In the UK last year Ford Focus sales (in one of its strongest markets) dropped 50%; in the USA sales fell from a high of 270,000pa in 2012, to just under 10,000 cars in 2021. In Australia sales fell 56% during 2021.
If ever there was a benchmark for the decline in passenger car sales, then you’d have to say Focus is a bell weather. The Focus was one of Ford’s real success stories, and why not. It was a brilliant car, and although not quite on a par with the segment benchmark – Volkswagen’s Golf – Focus held its own in the compact hatchback segment. This was especially so in Europe and the UK, and to date Ford has sold well in excess of 12 million Focus variants.
On the road, it’s responsive, fun to drive and a satisfying family, or touring car.
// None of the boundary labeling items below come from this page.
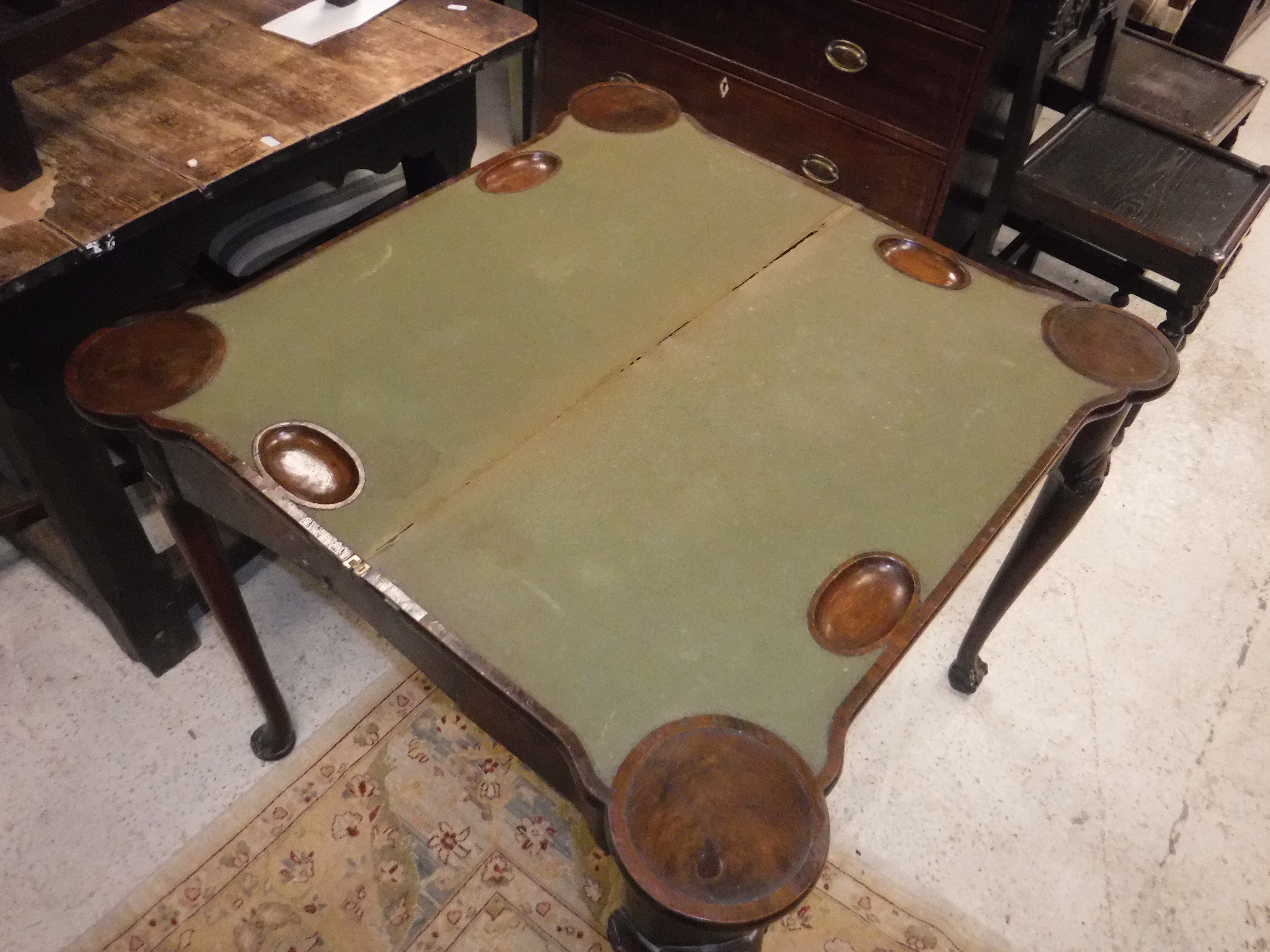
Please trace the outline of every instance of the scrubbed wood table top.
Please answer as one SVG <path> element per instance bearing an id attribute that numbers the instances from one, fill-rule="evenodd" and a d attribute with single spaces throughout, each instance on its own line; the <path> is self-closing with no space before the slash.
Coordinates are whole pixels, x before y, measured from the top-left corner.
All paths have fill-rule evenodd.
<path id="1" fill-rule="evenodd" d="M 23 76 L 46 171 L 0 192 L 0 288 L 349 135 L 535 29 L 491 0 L 405 0 L 315 47 L 260 29 L 302 3 L 182 0 Z"/>

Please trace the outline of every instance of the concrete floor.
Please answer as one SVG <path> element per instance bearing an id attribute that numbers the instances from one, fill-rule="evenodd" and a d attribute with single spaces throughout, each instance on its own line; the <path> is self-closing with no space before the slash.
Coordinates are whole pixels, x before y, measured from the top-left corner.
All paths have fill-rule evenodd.
<path id="1" fill-rule="evenodd" d="M 1232 63 L 1270 74 L 1270 30 Z M 483 81 L 478 157 L 505 141 L 502 89 Z M 1236 151 L 1270 161 L 1270 107 Z M 989 642 L 979 693 L 945 669 L 1017 519 L 852 726 L 834 847 L 1002 949 L 1270 948 L 1267 263 L 1262 222 L 1177 386 Z M 389 668 L 281 565 L 244 580 L 301 737 Z M 250 693 L 201 633 L 151 678 L 0 543 L 0 948 L 62 947 L 269 770 Z"/>

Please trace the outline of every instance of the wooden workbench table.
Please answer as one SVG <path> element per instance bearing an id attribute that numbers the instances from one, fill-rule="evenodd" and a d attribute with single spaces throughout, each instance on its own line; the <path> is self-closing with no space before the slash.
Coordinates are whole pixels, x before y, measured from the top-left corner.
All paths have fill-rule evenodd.
<path id="1" fill-rule="evenodd" d="M 491 0 L 405 0 L 316 47 L 260 30 L 300 5 L 182 0 L 15 84 L 44 175 L 0 192 L 0 446 L 64 580 L 156 673 L 197 644 L 188 605 L 66 404 L 67 354 L 179 297 L 216 231 L 306 182 L 401 162 L 415 193 L 465 169 L 472 75 L 535 30 Z"/>

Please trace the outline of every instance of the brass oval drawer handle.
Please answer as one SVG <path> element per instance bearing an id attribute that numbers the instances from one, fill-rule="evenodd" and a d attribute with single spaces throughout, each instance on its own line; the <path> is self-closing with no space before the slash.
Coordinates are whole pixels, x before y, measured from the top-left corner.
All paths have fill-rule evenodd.
<path id="1" fill-rule="evenodd" d="M 832 159 L 812 152 L 812 155 L 803 159 L 803 174 L 812 179 L 812 182 L 819 182 L 822 185 L 832 185 L 838 180 L 838 165 Z"/>
<path id="2" fill-rule="evenodd" d="M 869 56 L 864 48 L 850 39 L 834 39 L 824 48 L 824 58 L 836 70 L 843 72 L 860 72 L 869 65 Z"/>

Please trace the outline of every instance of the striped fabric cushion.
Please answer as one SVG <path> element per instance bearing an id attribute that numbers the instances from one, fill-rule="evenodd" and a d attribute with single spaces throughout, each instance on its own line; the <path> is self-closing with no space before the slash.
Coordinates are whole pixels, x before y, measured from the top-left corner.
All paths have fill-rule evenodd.
<path id="1" fill-rule="evenodd" d="M 318 182 L 244 215 L 216 234 L 207 254 L 235 278 L 255 274 L 315 235 L 396 192 L 405 199 L 400 165 L 382 175 L 354 169 L 339 188 Z"/>

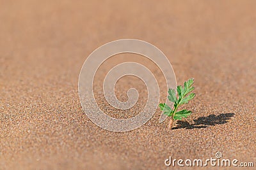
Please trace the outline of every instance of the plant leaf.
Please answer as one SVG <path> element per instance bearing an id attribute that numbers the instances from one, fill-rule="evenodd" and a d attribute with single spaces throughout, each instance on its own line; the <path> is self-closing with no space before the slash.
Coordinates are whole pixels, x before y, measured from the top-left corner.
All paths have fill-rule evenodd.
<path id="1" fill-rule="evenodd" d="M 182 118 L 186 118 L 191 114 L 191 111 L 187 110 L 182 110 L 176 112 L 174 114 L 173 119 L 176 120 L 182 120 Z"/>
<path id="2" fill-rule="evenodd" d="M 194 83 L 194 78 L 189 78 L 187 81 L 185 81 L 184 83 L 184 90 L 183 91 L 182 96 L 185 96 L 188 94 L 190 92 L 195 89 L 191 85 Z"/>
<path id="3" fill-rule="evenodd" d="M 169 96 L 168 96 L 168 98 L 169 101 L 170 101 L 173 103 L 177 103 L 177 101 L 176 99 L 175 90 L 172 89 L 169 89 L 168 94 L 169 94 Z"/>
<path id="4" fill-rule="evenodd" d="M 178 85 L 177 87 L 177 91 L 178 92 L 179 100 L 180 101 L 182 98 L 182 94 L 183 94 L 182 87 L 181 85 Z"/>
<path id="5" fill-rule="evenodd" d="M 171 117 L 173 114 L 173 111 L 165 103 L 160 103 L 159 108 L 161 110 L 163 110 L 164 115 Z"/>

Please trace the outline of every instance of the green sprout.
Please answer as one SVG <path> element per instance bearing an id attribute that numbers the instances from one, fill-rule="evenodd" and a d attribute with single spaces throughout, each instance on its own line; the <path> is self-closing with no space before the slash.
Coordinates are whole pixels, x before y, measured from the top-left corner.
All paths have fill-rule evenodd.
<path id="1" fill-rule="evenodd" d="M 174 103 L 173 109 L 171 109 L 165 103 L 159 104 L 160 110 L 163 111 L 163 114 L 171 117 L 169 124 L 170 128 L 172 127 L 174 120 L 182 120 L 182 118 L 186 118 L 191 114 L 192 112 L 188 110 L 180 111 L 177 111 L 177 110 L 179 106 L 188 103 L 196 96 L 195 93 L 190 93 L 195 89 L 195 87 L 192 86 L 193 83 L 194 79 L 190 78 L 187 81 L 185 81 L 184 87 L 178 85 L 177 91 L 179 96 L 176 96 L 176 92 L 174 89 L 169 89 L 168 98 L 169 101 Z"/>

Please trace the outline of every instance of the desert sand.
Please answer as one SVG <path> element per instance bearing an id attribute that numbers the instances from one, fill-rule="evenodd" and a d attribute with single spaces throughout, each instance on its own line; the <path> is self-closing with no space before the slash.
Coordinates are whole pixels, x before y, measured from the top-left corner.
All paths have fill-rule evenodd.
<path id="1" fill-rule="evenodd" d="M 166 169 L 170 156 L 209 159 L 217 152 L 253 162 L 255 169 L 255 1 L 1 1 L 0 169 Z M 168 119 L 159 123 L 159 109 L 127 132 L 104 130 L 84 113 L 77 92 L 83 62 L 99 46 L 124 38 L 162 50 L 178 85 L 195 78 L 196 96 L 185 106 L 193 114 L 172 131 Z M 166 87 L 154 64 L 136 55 L 119 57 L 101 71 L 118 62 L 144 63 L 165 101 Z M 116 118 L 137 114 L 146 98 L 143 83 L 128 77 L 116 85 L 120 100 L 131 86 L 140 92 L 134 108 L 120 111 L 101 97 L 100 73 L 95 93 L 100 107 Z"/>

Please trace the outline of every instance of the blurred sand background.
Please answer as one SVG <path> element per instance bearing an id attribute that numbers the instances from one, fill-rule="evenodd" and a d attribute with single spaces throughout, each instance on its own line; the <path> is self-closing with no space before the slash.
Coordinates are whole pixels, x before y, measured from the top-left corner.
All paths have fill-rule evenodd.
<path id="1" fill-rule="evenodd" d="M 0 1 L 0 169 L 166 169 L 169 156 L 208 159 L 217 152 L 256 166 L 255 9 L 255 1 Z M 170 131 L 168 120 L 158 123 L 157 110 L 140 128 L 113 132 L 84 114 L 77 93 L 83 62 L 123 38 L 161 49 L 178 84 L 195 78 L 187 122 Z M 163 82 L 154 64 L 128 55 L 112 60 L 149 64 Z M 106 70 L 114 62 L 108 63 Z M 130 86 L 141 94 L 135 108 L 116 111 L 100 97 L 103 74 L 95 81 L 100 107 L 113 117 L 136 115 L 145 98 L 141 81 L 120 81 L 120 100 Z M 161 94 L 163 102 L 166 90 Z"/>

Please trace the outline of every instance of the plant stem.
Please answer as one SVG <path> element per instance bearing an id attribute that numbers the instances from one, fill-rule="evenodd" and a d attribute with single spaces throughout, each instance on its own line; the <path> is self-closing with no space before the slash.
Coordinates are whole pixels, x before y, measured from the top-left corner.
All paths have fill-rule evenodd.
<path id="1" fill-rule="evenodd" d="M 170 129 L 172 129 L 172 125 L 173 125 L 173 121 L 174 121 L 174 120 L 173 120 L 173 116 L 172 116 L 172 117 L 171 117 L 171 119 L 170 120 L 170 122 L 169 122 L 169 128 L 170 128 Z"/>

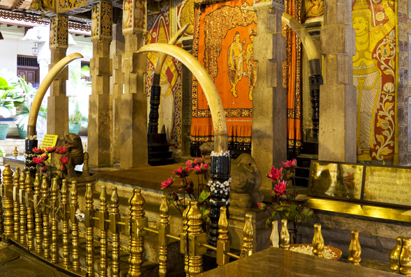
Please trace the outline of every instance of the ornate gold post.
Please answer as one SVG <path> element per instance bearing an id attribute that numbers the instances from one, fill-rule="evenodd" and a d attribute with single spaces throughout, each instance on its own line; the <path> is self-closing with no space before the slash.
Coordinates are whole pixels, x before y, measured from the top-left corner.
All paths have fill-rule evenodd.
<path id="1" fill-rule="evenodd" d="M 4 218 L 5 239 L 13 237 L 14 232 L 14 218 L 13 214 L 13 171 L 6 164 L 3 171 L 3 216 Z"/>
<path id="2" fill-rule="evenodd" d="M 228 221 L 227 220 L 227 208 L 220 208 L 220 219 L 218 220 L 218 240 L 217 241 L 217 264 L 221 267 L 230 262 L 230 257 L 224 252 L 230 251 L 228 240 Z"/>
<path id="3" fill-rule="evenodd" d="M 27 171 L 26 176 L 26 207 L 27 213 L 27 248 L 29 251 L 34 250 L 34 237 L 36 229 L 34 228 L 34 207 L 33 207 L 33 179 L 31 173 Z"/>
<path id="4" fill-rule="evenodd" d="M 59 219 L 57 212 L 59 209 L 59 184 L 57 178 L 53 178 L 51 191 L 52 203 L 52 262 L 59 262 Z"/>
<path id="5" fill-rule="evenodd" d="M 19 202 L 20 203 L 20 244 L 26 244 L 26 233 L 27 231 L 27 208 L 24 200 L 26 195 L 26 170 L 22 169 L 20 175 L 20 190 L 19 191 Z"/>
<path id="6" fill-rule="evenodd" d="M 287 228 L 287 219 L 281 219 L 281 232 L 280 233 L 280 248 L 290 248 L 290 232 Z"/>
<path id="7" fill-rule="evenodd" d="M 70 214 L 69 206 L 68 206 L 68 187 L 67 186 L 67 180 L 63 180 L 61 182 L 61 208 L 62 216 L 61 220 L 63 221 L 63 264 L 64 267 L 67 269 L 70 267 L 70 256 L 68 253 L 70 243 L 70 230 L 69 223 Z"/>
<path id="8" fill-rule="evenodd" d="M 41 220 L 41 184 L 40 183 L 40 174 L 36 173 L 34 180 L 34 223 L 36 224 L 36 251 L 38 254 L 43 252 L 43 221 Z"/>
<path id="9" fill-rule="evenodd" d="M 396 246 L 389 253 L 389 269 L 393 273 L 400 273 L 400 255 L 403 248 L 403 237 L 397 237 L 397 244 Z"/>
<path id="10" fill-rule="evenodd" d="M 75 212 L 78 209 L 78 196 L 77 193 L 77 182 L 71 182 L 71 201 L 70 205 L 70 219 L 71 221 L 71 242 L 73 244 L 73 269 L 77 271 L 80 269 L 80 258 L 79 256 L 79 232 L 78 219 L 75 216 Z"/>
<path id="11" fill-rule="evenodd" d="M 20 189 L 20 168 L 16 167 L 13 179 L 14 187 L 13 188 L 13 200 L 14 201 L 14 239 L 16 242 L 20 240 L 20 203 L 17 193 Z"/>
<path id="12" fill-rule="evenodd" d="M 120 226 L 117 224 L 120 221 L 120 211 L 119 210 L 119 196 L 117 195 L 117 187 L 113 187 L 112 198 L 110 199 L 110 230 L 112 231 L 112 266 L 111 271 L 112 277 L 120 276 Z"/>
<path id="13" fill-rule="evenodd" d="M 43 176 L 41 184 L 41 196 L 43 196 L 43 248 L 46 258 L 50 258 L 50 198 L 49 182 L 47 176 Z M 47 207 L 48 206 L 48 207 Z"/>
<path id="14" fill-rule="evenodd" d="M 254 253 L 253 248 L 253 216 L 250 214 L 246 214 L 246 224 L 244 224 L 244 229 L 243 230 L 243 246 L 240 253 L 240 258 L 247 257 Z"/>
<path id="15" fill-rule="evenodd" d="M 142 275 L 143 254 L 144 252 L 144 236 L 147 231 L 141 230 L 142 227 L 148 227 L 147 218 L 144 216 L 144 197 L 141 189 L 134 189 L 130 199 L 130 277 L 140 277 Z"/>
<path id="16" fill-rule="evenodd" d="M 321 224 L 314 224 L 314 237 L 313 238 L 313 253 L 314 255 L 322 258 L 324 253 L 324 239 L 321 235 Z"/>
<path id="17" fill-rule="evenodd" d="M 107 234 L 108 232 L 108 223 L 105 221 L 108 219 L 108 209 L 107 208 L 107 191 L 105 186 L 101 186 L 101 194 L 100 196 L 100 212 L 98 214 L 98 224 L 100 232 L 100 276 L 107 277 Z"/>
<path id="18" fill-rule="evenodd" d="M 86 210 L 84 211 L 84 225 L 86 226 L 86 271 L 87 276 L 94 276 L 94 207 L 93 206 L 93 191 L 91 184 L 87 184 Z"/>
<path id="19" fill-rule="evenodd" d="M 348 247 L 348 262 L 354 265 L 359 265 L 361 261 L 361 246 L 358 241 L 358 231 L 351 231 L 351 242 Z"/>
<path id="20" fill-rule="evenodd" d="M 158 246 L 160 246 L 158 276 L 160 277 L 165 277 L 167 274 L 167 244 L 168 244 L 168 238 L 165 235 L 168 234 L 170 234 L 168 205 L 167 205 L 167 196 L 163 194 L 161 196 L 160 223 L 158 224 Z"/>

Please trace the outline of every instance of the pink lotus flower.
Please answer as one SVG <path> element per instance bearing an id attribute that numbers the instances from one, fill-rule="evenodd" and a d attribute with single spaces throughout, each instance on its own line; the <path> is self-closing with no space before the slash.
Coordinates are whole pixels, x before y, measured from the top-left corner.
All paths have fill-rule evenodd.
<path id="1" fill-rule="evenodd" d="M 161 189 L 169 187 L 174 182 L 174 179 L 172 178 L 172 176 L 170 176 L 170 178 L 161 182 Z"/>
<path id="2" fill-rule="evenodd" d="M 292 173 L 294 173 L 295 171 L 295 168 L 297 168 L 297 159 L 294 159 L 292 161 L 287 161 L 286 163 L 281 161 L 281 164 L 283 164 L 283 167 L 286 171 L 288 171 Z"/>
<path id="3" fill-rule="evenodd" d="M 269 174 L 267 175 L 267 177 L 270 178 L 271 181 L 274 182 L 277 182 L 277 181 L 281 180 L 283 177 L 283 168 L 278 170 L 277 168 L 274 168 L 274 166 L 271 167 L 271 171 L 270 171 Z"/>
<path id="4" fill-rule="evenodd" d="M 37 155 L 42 155 L 44 154 L 44 149 L 37 148 L 35 147 L 33 148 L 33 152 Z"/>
<path id="5" fill-rule="evenodd" d="M 274 187 L 274 191 L 277 193 L 277 195 L 281 196 L 281 194 L 284 194 L 285 193 L 285 189 L 287 189 L 287 182 L 285 181 L 278 181 L 278 184 L 276 185 Z"/>

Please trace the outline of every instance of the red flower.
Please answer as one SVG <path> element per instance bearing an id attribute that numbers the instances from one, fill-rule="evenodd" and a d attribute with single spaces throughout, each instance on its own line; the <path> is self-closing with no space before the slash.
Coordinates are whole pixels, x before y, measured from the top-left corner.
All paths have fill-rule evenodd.
<path id="1" fill-rule="evenodd" d="M 59 148 L 57 148 L 57 150 L 56 150 L 56 152 L 58 152 L 59 154 L 66 154 L 66 152 L 67 152 L 67 148 L 63 148 L 63 147 L 61 147 Z"/>
<path id="2" fill-rule="evenodd" d="M 292 173 L 294 173 L 295 171 L 295 168 L 297 168 L 297 159 L 294 159 L 292 161 L 287 161 L 286 163 L 281 161 L 281 164 L 283 164 L 283 167 L 286 171 L 288 171 Z"/>
<path id="3" fill-rule="evenodd" d="M 172 178 L 172 176 L 170 176 L 168 180 L 161 182 L 161 189 L 169 187 L 174 182 L 174 179 Z"/>
<path id="4" fill-rule="evenodd" d="M 68 161 L 68 158 L 67 157 L 61 156 L 61 157 L 60 157 L 60 161 L 61 161 L 61 163 L 63 163 L 63 164 L 66 164 Z"/>
<path id="5" fill-rule="evenodd" d="M 44 153 L 44 149 L 41 149 L 41 148 L 33 148 L 32 149 L 33 152 L 35 152 L 37 155 L 42 155 Z"/>
<path id="6" fill-rule="evenodd" d="M 278 181 L 278 184 L 274 187 L 274 191 L 276 191 L 278 195 L 281 196 L 285 193 L 285 189 L 287 189 L 287 182 Z"/>
<path id="7" fill-rule="evenodd" d="M 274 166 L 271 167 L 271 171 L 270 171 L 269 174 L 267 175 L 267 177 L 270 178 L 271 181 L 274 182 L 277 182 L 277 181 L 281 180 L 283 177 L 283 168 L 278 170 L 277 168 L 274 168 Z"/>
Behind the wheel I can’t help but remember Ford of Europe’s impressive Engineering Director, Richard Parry-Jones, who was responsible for the Focus’s agile handling and driving enjoyment.
It seems, from scoop photos which have appeared in AUTOCAR, that Ford is developing one more new Focus in Cologne, Germany. What’s the lifetime horizon on this disguised prototype? With the present car market deterioration, I would think, not long!
In the USA Taurus, Fusion, Fiesta and C-Max have been read the last rites, but Focus was expected to survive in one last generation model in the USA as the Focus Active, alongside the tearaway successful Mustang for perhaps one more generation.
This time around though the falling sales cannot be blamed on the cars – in either design, function or form – it’s just the global swing to Crossovers and SUVs that has spelled the death knell.
Despite living happily and contentedly among Americans for just over 12 years I have never understood the big romance with big trucks. Maybe it’s just part of a cultural desire for everything to be BIG - big houses; big dinner servings; big boats; big bands and big trucks.
But, it makes me wonder – what’s next? When will the confluence of EVs, ICE, LEVs, hybrids, FCEVs, crossovers, passenger cars and big trucks finally take effect? 2050, 20??
What will be the solutions for sustainable personal mobility?
As far as I’m concerned, everyone’s tossing a coin in the air, waiting to see which side is up!
I’m convinced none of them know the right way to tackle the ultimate challenge, nor the inevitable transition to ‘something new’.
So why don’t we all sit on the fence and see who survives.